Swimming the Niagara River from Queenston to Queen’s Royal Beach is a daunting prospect at the best of times.
Those waters can be swift-moving and tricky.
The 12-kilometre journey is not for the faint of heart and to see Niagara-on-the-Lake’s Dylan Rumsey tackle it successfully – twice – to raise money and awareness for Pathstone Mental Health is impressive.
To know that he literally did it this past weekend with his hands tied (!!) is phenomenal, though a bit unusual. We all enjoy a challenge, but doing what Rumsey did is really exceptional.
Kudos also to 13-year-old Liam Berry, who joined Rumsey (hands-free, though), doing it in honour of his late brother Ben Jeffries.
This kind of selfless effort and community-building is to be applauded.
They are among several similar examples of outstanding community efforts in this week’s edition of The Lake Report.
Who doesn’t enjoy a slice of pie? Or two?
This week, at Cornerstone Community Church on Hunter Road, 260 delicious peach pies were collected by pie lovers who, through their $20 donations, helped to support the annual Terry Fox Run (yet another superb community event in NOTL).
The pies raised more than $5,000, which will be contributed to Joe and Mike Pillitteri’s Team Pillsy – which is aiming to raise another $100,000 for the Terry Fox Foundation again this year. And the team hopes to top the $1 million all-time fundraising mark.
We have no doubt they’ll do that, and more, thanks to their dedication and the generosity of the community.
Meanwhile, the NOTL Sailing Club played host all last week to the Shark World Championship, the pinnacle of competitive sailing for one of the most popular small sailboats in the world.
And, fittingly, the Shark was conceived and first created here in Niagara-on-the-Lake by George Hinterhoeller, whose son Richard was race director for the championships. Talk about your six degrees of separation.
Among other awards earned by NOTL sailors, not only local boats place first and second in an amazingly close-fought competition, but the sailing club took environmental concerns to heart and was able to feed and entertain hundreds of people over the week in a way that produced almost no garbage.
Think about that: No overflowing garbage cans like you’ll typically find at many big community events.
Laurel Gordon, who headed the project for the club, aimed to ensure that everything was reusable, recyclable or compostable. Mission accomplished.

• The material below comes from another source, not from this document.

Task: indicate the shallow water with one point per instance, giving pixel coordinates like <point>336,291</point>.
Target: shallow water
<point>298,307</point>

Gordon and the sailors proved that when people take the environment to heart large undertakings like the world championship regatta could serve hundreds of meals without generating tons of trash for landfills.
It’s a message many other organizations can take to heart.
And finally, thanks to Abe Epp, Dave Hunter, Betty Knight, Tracey Dau, Stuart McCormick, Coun. Gary Burroughs, Andrew Niven and others, more than 3,000 books will soon be arriving at six schools in Jamaica.
It’s an important and selfless effort that no doubt will pay big dividends for the children who benefit from the donation.
Because, as Knight reminded us, we can all do our part. “You can change the world, not the whole world, but the part you touch.”